GAMES SHOWN INDIRECTLY DURING PRESENTATION:
It’s clear from House’s words that the ethos behind Morpheus is one of choice for gamers rather than a must have extra – which in itself has raised fears over the cost of the headset when it releases and what kind of support it will receive. If we look at the history of extra peripherals with consoles when not initially bundled, the adoption rates and support can wane quite rapidly. If we also remember how Sony touted its 3D gaming monitor with the PS3 and how that hasn’t migrated to the PS4 with 3D enabled games and it’s a possible cause for concern that Sony in offering choice isn’t always as committed in pushing the hardware as it appears to be. With no further details being mentioned regarding updated specs, pricing, the exact number of games in development or a VR interface for PS4 it seems to us that Sony isn’t quite ready to present Morpheus fully despite there being VR experiences for attendees of E3 to try out as we speak. What is worrying in the face of reassurances from Sony that VR is something that will be well supported is how little was shown although we do appreciate that it’s extremely difficult to present VR to audiences without them trying on the actual headsets. In comparison though, Microsoft managed four and half minutes of time showing off its Hololens with some fancy camera trickery. That said, we believe a lack of games line-up or even a montage video showing the games in development means it’s too early for Morpheus unless Sony are planning a more specialized showcase between now and before it launches.

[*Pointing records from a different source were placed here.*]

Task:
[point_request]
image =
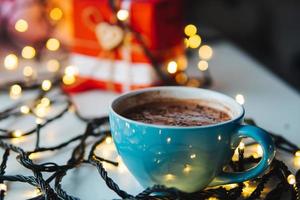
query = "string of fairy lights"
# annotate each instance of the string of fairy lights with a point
(42, 106)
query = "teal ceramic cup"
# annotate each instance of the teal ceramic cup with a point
(188, 158)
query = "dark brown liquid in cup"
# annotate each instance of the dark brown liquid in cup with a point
(176, 113)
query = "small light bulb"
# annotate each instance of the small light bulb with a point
(27, 71)
(259, 150)
(193, 83)
(46, 85)
(122, 14)
(193, 156)
(169, 177)
(182, 63)
(291, 179)
(186, 42)
(24, 109)
(17, 133)
(15, 91)
(190, 30)
(56, 14)
(3, 187)
(21, 25)
(68, 80)
(39, 120)
(71, 70)
(53, 65)
(202, 65)
(172, 67)
(187, 169)
(34, 156)
(108, 140)
(205, 52)
(40, 110)
(28, 52)
(168, 140)
(11, 62)
(45, 102)
(52, 44)
(240, 99)
(194, 41)
(241, 146)
(181, 78)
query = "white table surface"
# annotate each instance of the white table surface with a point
(273, 104)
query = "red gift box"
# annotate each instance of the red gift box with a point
(158, 22)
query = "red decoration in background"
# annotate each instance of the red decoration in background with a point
(158, 22)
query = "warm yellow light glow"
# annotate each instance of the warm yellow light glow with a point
(182, 63)
(52, 44)
(11, 61)
(122, 14)
(40, 110)
(194, 41)
(71, 70)
(15, 91)
(172, 67)
(46, 85)
(186, 42)
(35, 156)
(187, 169)
(169, 177)
(202, 65)
(17, 133)
(24, 109)
(205, 52)
(68, 80)
(72, 108)
(181, 78)
(190, 30)
(27, 71)
(28, 52)
(259, 150)
(108, 140)
(193, 83)
(56, 14)
(240, 99)
(297, 161)
(248, 189)
(168, 140)
(241, 146)
(297, 154)
(39, 120)
(21, 25)
(45, 102)
(291, 179)
(53, 65)
(3, 187)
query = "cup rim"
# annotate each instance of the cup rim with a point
(130, 93)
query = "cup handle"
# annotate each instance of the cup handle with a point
(266, 142)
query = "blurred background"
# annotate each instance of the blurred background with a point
(267, 30)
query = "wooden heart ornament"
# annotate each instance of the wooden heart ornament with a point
(109, 36)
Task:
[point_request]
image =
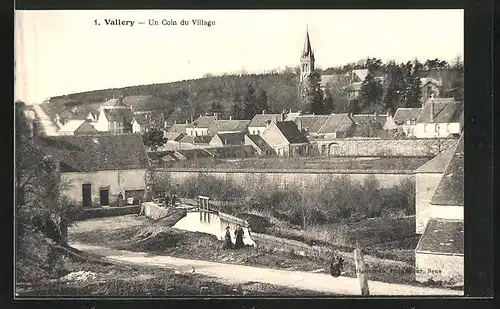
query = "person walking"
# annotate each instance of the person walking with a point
(239, 237)
(167, 200)
(336, 266)
(228, 243)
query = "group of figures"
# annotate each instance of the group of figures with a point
(228, 242)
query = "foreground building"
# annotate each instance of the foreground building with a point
(95, 169)
(439, 255)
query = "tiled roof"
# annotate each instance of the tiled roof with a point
(195, 153)
(355, 86)
(444, 112)
(374, 129)
(203, 121)
(228, 125)
(175, 136)
(260, 142)
(438, 163)
(426, 80)
(84, 153)
(336, 123)
(404, 114)
(369, 118)
(311, 123)
(178, 128)
(200, 139)
(291, 132)
(442, 236)
(260, 120)
(334, 79)
(232, 138)
(141, 119)
(72, 125)
(114, 103)
(292, 116)
(359, 75)
(119, 115)
(450, 190)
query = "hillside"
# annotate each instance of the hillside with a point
(183, 98)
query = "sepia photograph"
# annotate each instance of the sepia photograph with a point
(241, 153)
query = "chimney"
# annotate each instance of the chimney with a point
(432, 111)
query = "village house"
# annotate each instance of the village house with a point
(439, 255)
(259, 144)
(259, 122)
(95, 169)
(77, 127)
(440, 117)
(357, 78)
(211, 125)
(309, 125)
(369, 125)
(144, 120)
(286, 139)
(427, 178)
(337, 126)
(406, 119)
(227, 139)
(430, 88)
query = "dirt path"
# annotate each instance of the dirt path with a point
(242, 274)
(49, 127)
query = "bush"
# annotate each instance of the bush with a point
(333, 200)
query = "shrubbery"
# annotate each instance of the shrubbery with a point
(334, 200)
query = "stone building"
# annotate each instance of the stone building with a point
(439, 255)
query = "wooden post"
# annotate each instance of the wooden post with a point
(360, 270)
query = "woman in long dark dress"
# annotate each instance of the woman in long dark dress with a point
(239, 237)
(228, 243)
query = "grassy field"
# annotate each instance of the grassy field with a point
(385, 258)
(339, 163)
(137, 281)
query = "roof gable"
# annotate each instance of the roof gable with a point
(310, 123)
(260, 120)
(443, 112)
(119, 115)
(336, 123)
(291, 132)
(258, 141)
(228, 125)
(231, 138)
(86, 153)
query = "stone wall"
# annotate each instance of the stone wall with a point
(153, 211)
(366, 147)
(260, 179)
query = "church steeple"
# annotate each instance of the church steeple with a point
(306, 59)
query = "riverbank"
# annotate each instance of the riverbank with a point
(138, 234)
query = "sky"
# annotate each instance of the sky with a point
(62, 52)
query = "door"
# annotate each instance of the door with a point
(104, 196)
(87, 195)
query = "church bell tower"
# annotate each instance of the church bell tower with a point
(306, 59)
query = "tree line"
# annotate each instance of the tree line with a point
(399, 87)
(244, 95)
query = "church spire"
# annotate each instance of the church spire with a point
(307, 50)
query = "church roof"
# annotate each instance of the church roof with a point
(307, 49)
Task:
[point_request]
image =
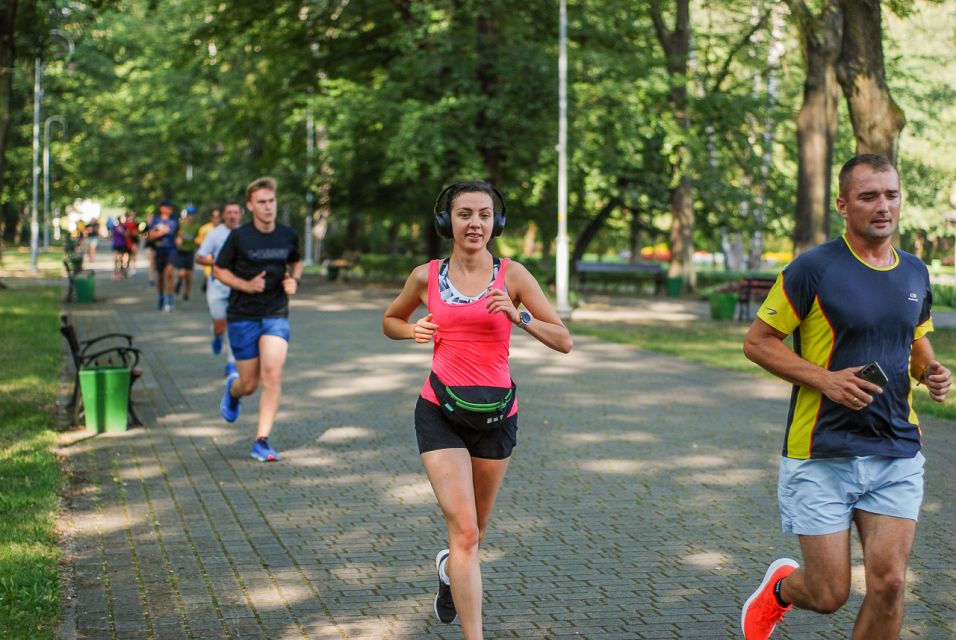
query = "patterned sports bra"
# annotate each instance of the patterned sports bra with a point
(451, 295)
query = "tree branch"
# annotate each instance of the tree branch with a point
(725, 68)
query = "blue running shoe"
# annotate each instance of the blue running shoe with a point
(262, 452)
(229, 407)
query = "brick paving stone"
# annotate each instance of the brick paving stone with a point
(641, 501)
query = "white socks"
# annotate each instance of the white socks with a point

In a nutshell, it’s going to be hard sell to get those who aren’t fans of VR or who don’t have the disposable income to buy a possible $200+ additional peripheral (and then the cost of VR games on top of this). Not everyone is at E3 and will be able to try before making up their minds as to whether VR is for them. More importantly, without a killer AAA name associated with Morpheus (interestingly Microsoft are using Minecraft to showcase its Hololens), the future – whilst exciting for those who “get it” – isn’t as rosy looking as it could be or we’d have hoped at this stage. We’re betting now that Morpheus much like its 3D monitor counterpart last gen, will be relegated to “enthusiast” level appeal rather than the mainstream marketing it perhaps deserves.